Calculate voltage, current, or resistance using Ohm's Law
Ohm's Law describes the fundamental relationship between three electrical quantities: voltage (V), current (I), and resistance (R). Published by Georg Simon Ohm in 1827, it states that the current through a conductor is directly proportional to the voltage and inversely proportional to the resistance:
V = I × R I = V ÷ R R = V ÷ I
Select what you want to calculate from the dropdown above, enter the two known values, and the result appears instantly.
A simple memory aid: draw a triangle divided into three sections.
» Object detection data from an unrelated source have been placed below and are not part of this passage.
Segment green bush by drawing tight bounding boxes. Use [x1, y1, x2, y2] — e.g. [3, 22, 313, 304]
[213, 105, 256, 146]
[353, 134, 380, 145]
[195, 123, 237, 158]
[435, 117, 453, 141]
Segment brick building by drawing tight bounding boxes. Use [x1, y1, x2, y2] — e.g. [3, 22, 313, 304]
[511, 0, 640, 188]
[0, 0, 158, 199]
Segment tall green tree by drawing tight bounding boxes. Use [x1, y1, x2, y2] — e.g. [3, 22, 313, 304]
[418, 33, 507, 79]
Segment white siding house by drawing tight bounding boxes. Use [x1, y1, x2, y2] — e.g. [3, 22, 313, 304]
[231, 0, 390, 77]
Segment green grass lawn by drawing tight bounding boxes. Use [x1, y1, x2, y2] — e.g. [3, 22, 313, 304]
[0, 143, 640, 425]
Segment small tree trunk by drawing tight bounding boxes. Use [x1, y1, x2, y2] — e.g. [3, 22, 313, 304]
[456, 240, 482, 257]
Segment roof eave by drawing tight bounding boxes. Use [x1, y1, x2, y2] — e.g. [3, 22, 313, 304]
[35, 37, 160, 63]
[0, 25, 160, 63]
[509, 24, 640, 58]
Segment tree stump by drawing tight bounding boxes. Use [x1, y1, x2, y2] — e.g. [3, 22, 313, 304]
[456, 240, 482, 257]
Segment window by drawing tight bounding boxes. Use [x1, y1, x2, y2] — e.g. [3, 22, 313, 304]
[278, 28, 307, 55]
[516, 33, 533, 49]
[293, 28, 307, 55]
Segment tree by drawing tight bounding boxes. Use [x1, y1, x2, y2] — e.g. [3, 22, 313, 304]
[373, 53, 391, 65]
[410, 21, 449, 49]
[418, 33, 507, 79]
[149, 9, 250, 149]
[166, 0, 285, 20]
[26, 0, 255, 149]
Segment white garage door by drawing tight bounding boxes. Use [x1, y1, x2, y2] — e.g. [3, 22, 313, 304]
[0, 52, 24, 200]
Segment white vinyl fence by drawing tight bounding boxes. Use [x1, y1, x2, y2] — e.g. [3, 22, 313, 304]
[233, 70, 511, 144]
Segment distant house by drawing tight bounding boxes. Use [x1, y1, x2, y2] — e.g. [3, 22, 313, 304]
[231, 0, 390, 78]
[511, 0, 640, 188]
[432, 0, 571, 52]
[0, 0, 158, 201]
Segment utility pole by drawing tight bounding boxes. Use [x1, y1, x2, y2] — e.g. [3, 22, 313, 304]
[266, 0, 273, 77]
V at the top, I and R at the bottom. Cover the quantity you want to find — what remains shows the formula:
| Find | Cover | Formula | Example |
|---|---|---|---|
| Voltage (V) | V | I × R | 2A × 12Ω = 24V |
| Current (I) | I | V ÷ R | 24V ÷ 12Ω = 2A |
| Resistance (R) | R | V ÷ I | 24V ÷ 2A = 12Ω |
Combining Ohm's Law with the power formula P = V × I gives us a family of equations for calculating power in any configuration:
| Known values | Power formula |
|---|---|
| Voltage + Current | P = V × I |
| Current + Resistance | P = I² × R |
| Voltage + Resistance | P = V² ÷ R |
Ohm's Law holds for ohmic conductors — materials where resistance stays constant regardless of voltage or current. Most metals at constant temperature are ohmic. Copper wire, resistors, and most passive components obey Ohm's Law reliably.
Some components are non-ohmic: their resistance changes with voltage or current. LEDs have a forward voltage threshold and then drop very little additional voltage as current increases. Diodes conduct in one direction only. Thermistors change resistance with temperature. Ohm's Law cannot be directly applied to these components in the same way.
LED current limiting: To run an LED from a 5V supply, you need a series resistor. If the LED has a 2V forward voltage and should draw 20mA: available voltage = 5V − 2V = 3V. R = 3V ÷ 0.02A = 150Ω. Choose the nearest standard value, 150Ω or 180Ω.
Fuse selection: A 12V circuit powering a 60W device draws I = P ÷ V = 60 ÷ 12 = 5A. A 7.5A fuse would protect this circuit with adequate margin.
Wire sizing: A circuit drawing 8A continuous should use wire rated for at least 10A (125% of continuous load) — which corresponds to 1.5mm² copper in most wiring standards.
Ohm's Law states that voltage equals current multiplied by resistance (V = I × R). It defines the linear relationship between these three quantities for ohmic conductors at constant temperature.
Divide voltage by resistance. A 9V battery connected to a 180Ω resistor produces 9 ÷ 180 = 0.05A (50mA) of current.
Yes, for purely resistive AC loads (heaters, incandescent bulbs), Ohm's Law applies directly using RMS values of voltage and current. For circuits with capacitors or inductors, resistance is replaced by impedance (Z), which is frequency-dependent.
Georg Simon Ohm, a German physicist, published the law in 1827. His work was initially met with scepticism but was later recognised as a fundamental contribution to electrical science. The unit of resistance, the ohm (Ω), is named in his honour.
Not directly. Semiconductors like diodes and transistors are non-ohmic — their resistance changes with the applied voltage and current. Specialised device models (diode equations, transistor models) are used instead of simple Ohm's Law calculations.